Dalam sebuah pernyataan, juru bicara urusan luar negeri Uni Eropa menyebut pernyataan Abbas sebagai penghinaan terhadap jutaan korban Holocaust dan keluarga mereka. Juru bicara itu mengatakan, distorsi sejarah seperti itu bersifat menghasut, sangat menyinggung, serta memperburuk ketegangan di kawasan dan tidak menguntungkan kepentingan siapa pun.
“Mereka berada di tangan pihak-pihak yang tidak menginginkan solusi dua negara, yang telah berulang kali diadvokasi oleh Presiden Abbas," ujar juru bicara urusan luar negeri Uni Eropa.
Otoritas Palestina menjalankan pemerintahan sendiri secara terbatas di wilayah yang diduduki Israel sejak perang Timur Tengah tahun 1967. Palestina berusaha untuk mendirikan negara merdeka.
Pernyataan Abbas juga dikecam oleh Duta Besar Jerman untuk Israel, Steffen Seibert. “Rakyat Palestina berhak mendengar kebenaran sejarah dari pemimpin mereka, bukan distorsi seperti itu," kata Seibert.

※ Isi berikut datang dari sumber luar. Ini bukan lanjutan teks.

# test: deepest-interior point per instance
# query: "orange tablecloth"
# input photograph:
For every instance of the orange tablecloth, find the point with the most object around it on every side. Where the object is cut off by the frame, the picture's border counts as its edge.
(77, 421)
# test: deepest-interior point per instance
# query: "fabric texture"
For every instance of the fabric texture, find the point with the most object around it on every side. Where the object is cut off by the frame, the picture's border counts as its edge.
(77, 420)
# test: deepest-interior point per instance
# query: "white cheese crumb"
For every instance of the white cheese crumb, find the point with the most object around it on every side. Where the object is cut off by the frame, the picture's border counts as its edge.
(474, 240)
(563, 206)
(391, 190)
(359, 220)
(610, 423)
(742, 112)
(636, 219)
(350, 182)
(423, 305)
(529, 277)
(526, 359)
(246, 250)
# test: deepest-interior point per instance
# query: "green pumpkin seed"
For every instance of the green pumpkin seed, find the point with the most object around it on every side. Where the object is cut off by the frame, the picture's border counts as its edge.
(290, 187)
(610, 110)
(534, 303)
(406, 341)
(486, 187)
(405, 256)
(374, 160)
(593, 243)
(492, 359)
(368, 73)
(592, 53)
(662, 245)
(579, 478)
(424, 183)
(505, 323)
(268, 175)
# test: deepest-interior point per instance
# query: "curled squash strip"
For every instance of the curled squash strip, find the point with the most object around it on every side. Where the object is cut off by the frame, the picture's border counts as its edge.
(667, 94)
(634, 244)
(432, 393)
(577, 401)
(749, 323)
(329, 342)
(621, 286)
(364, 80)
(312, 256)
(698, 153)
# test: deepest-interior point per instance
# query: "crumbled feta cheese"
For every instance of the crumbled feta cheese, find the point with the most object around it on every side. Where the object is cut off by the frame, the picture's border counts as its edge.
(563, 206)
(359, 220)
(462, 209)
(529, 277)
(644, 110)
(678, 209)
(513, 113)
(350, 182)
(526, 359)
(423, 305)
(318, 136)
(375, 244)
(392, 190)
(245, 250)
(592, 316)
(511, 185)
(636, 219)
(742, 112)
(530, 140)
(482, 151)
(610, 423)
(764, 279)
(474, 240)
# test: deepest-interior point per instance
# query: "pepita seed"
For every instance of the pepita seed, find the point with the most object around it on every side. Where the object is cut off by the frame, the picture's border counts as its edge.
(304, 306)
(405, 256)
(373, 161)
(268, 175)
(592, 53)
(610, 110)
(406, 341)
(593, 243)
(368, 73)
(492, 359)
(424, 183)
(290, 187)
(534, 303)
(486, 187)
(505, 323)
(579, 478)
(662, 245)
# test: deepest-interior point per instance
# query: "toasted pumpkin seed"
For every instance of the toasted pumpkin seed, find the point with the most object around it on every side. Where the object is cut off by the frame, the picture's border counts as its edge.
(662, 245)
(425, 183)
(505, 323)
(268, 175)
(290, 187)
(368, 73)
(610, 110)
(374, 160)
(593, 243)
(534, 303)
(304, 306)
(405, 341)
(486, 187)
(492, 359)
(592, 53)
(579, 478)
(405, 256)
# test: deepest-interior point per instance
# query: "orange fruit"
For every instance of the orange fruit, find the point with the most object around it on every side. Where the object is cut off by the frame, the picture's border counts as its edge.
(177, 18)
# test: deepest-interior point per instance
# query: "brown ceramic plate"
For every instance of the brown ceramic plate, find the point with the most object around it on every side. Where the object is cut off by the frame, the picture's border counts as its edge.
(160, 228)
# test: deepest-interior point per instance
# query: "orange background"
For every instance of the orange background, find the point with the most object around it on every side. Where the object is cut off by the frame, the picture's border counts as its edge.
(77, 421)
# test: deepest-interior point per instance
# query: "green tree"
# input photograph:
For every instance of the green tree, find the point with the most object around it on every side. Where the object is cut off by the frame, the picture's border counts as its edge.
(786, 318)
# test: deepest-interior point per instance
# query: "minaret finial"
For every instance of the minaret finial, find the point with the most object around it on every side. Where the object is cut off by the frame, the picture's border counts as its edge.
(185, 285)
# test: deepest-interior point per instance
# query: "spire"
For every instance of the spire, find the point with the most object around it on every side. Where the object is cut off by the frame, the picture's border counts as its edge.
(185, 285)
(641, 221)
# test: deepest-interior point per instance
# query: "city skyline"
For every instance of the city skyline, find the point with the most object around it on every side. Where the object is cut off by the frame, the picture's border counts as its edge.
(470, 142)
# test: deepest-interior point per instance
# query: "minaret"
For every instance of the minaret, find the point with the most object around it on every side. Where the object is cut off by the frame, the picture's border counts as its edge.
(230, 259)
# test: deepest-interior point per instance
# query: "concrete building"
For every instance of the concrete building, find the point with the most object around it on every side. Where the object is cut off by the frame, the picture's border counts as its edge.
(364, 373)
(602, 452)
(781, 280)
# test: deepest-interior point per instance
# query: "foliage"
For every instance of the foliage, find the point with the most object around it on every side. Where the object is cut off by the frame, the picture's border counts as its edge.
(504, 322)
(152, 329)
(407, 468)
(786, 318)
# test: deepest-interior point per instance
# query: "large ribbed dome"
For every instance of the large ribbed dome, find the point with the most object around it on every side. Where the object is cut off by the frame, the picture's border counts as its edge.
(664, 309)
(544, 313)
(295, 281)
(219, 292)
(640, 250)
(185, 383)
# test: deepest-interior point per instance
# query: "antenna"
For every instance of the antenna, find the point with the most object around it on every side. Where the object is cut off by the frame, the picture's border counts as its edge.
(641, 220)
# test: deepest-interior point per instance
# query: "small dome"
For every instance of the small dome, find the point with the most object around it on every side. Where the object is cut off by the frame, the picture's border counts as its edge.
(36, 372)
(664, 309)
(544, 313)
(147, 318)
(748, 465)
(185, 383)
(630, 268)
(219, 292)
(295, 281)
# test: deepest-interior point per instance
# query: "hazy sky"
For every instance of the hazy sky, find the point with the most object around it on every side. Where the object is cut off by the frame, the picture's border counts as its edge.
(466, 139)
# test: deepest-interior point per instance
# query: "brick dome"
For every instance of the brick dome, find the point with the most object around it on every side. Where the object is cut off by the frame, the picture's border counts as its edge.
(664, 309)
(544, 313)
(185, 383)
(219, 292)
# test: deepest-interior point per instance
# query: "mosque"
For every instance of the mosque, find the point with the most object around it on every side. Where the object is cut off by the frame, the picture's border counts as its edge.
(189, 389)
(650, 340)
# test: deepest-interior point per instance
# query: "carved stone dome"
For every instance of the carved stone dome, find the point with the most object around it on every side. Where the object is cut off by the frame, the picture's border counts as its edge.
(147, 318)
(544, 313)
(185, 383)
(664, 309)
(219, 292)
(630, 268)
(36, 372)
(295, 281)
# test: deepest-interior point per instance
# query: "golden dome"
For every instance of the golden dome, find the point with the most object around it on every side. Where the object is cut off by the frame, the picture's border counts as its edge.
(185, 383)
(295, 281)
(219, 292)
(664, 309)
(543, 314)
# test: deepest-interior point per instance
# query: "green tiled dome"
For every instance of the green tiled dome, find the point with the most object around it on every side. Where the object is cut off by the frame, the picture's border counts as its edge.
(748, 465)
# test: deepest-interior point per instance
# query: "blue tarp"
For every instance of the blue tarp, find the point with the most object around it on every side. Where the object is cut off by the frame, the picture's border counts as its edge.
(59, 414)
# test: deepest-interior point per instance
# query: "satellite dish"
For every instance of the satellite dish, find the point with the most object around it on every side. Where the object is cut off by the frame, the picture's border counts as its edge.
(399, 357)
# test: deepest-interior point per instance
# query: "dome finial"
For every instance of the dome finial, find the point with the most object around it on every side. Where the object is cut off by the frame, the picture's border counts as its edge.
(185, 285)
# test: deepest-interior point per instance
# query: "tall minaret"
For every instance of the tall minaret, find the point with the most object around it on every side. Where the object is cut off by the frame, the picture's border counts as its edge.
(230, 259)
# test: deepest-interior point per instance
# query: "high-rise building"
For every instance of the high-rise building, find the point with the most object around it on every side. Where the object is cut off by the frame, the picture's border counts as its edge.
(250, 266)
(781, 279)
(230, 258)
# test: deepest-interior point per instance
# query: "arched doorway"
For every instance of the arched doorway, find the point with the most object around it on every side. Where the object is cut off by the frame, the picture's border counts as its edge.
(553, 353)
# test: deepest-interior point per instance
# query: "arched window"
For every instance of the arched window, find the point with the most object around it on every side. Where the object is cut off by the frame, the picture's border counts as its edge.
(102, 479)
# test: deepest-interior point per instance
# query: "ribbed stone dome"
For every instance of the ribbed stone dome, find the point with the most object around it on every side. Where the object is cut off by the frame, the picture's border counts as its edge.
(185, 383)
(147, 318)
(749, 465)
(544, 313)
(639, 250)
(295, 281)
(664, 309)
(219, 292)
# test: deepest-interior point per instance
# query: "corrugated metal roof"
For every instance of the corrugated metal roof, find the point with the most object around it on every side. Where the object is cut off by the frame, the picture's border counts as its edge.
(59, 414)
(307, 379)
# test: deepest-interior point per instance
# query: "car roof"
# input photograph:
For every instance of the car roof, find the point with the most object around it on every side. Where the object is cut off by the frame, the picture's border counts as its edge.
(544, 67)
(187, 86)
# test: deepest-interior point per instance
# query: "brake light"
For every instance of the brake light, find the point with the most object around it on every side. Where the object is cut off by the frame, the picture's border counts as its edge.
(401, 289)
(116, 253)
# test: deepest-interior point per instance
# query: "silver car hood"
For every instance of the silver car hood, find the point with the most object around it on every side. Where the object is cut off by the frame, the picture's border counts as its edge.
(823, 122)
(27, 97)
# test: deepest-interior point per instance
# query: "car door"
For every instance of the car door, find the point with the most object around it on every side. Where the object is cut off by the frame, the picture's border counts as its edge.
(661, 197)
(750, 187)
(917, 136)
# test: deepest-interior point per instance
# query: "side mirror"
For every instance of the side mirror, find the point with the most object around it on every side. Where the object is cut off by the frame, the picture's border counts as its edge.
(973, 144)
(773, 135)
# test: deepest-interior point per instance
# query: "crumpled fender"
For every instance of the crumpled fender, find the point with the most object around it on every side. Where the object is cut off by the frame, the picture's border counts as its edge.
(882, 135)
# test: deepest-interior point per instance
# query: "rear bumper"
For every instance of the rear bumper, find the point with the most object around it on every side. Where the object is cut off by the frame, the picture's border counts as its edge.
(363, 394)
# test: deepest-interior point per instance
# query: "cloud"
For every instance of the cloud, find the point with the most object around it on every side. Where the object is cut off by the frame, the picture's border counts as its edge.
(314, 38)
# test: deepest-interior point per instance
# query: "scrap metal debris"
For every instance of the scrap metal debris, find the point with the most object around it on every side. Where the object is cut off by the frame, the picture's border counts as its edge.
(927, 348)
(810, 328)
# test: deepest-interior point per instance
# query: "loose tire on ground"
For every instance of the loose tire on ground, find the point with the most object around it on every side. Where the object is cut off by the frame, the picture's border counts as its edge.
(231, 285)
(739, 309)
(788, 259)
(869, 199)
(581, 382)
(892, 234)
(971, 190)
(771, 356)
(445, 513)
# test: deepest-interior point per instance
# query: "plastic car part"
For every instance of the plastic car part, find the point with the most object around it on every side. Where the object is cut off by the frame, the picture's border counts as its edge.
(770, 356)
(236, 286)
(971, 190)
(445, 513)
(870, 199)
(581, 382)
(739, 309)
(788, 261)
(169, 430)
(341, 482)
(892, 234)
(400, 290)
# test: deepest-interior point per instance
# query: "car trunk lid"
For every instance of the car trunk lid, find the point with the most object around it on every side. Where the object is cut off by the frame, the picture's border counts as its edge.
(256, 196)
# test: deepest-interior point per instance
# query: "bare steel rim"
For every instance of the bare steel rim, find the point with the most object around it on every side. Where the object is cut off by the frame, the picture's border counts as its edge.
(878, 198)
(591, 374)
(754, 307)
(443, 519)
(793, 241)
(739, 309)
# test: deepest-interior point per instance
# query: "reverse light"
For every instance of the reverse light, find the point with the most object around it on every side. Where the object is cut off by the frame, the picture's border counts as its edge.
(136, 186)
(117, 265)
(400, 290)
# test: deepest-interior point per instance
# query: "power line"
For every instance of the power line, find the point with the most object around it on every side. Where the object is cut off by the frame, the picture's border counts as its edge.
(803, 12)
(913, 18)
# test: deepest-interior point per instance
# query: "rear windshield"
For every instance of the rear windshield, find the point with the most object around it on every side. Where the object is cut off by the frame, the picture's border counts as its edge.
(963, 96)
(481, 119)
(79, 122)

Saat berkunjung ke Berlin tahun lalu, Abbas ditegur oleh Kanselir Jerman Olaf Scholz setelah dia menuduh Israel melakukan "50 Holocaust". Pernyataan itu sebagai tanggapan atas pertanyaan tentang peringatan 50 tahun serangan militan Palestina terhadap tim Israel di Olimpiade Munich 1972.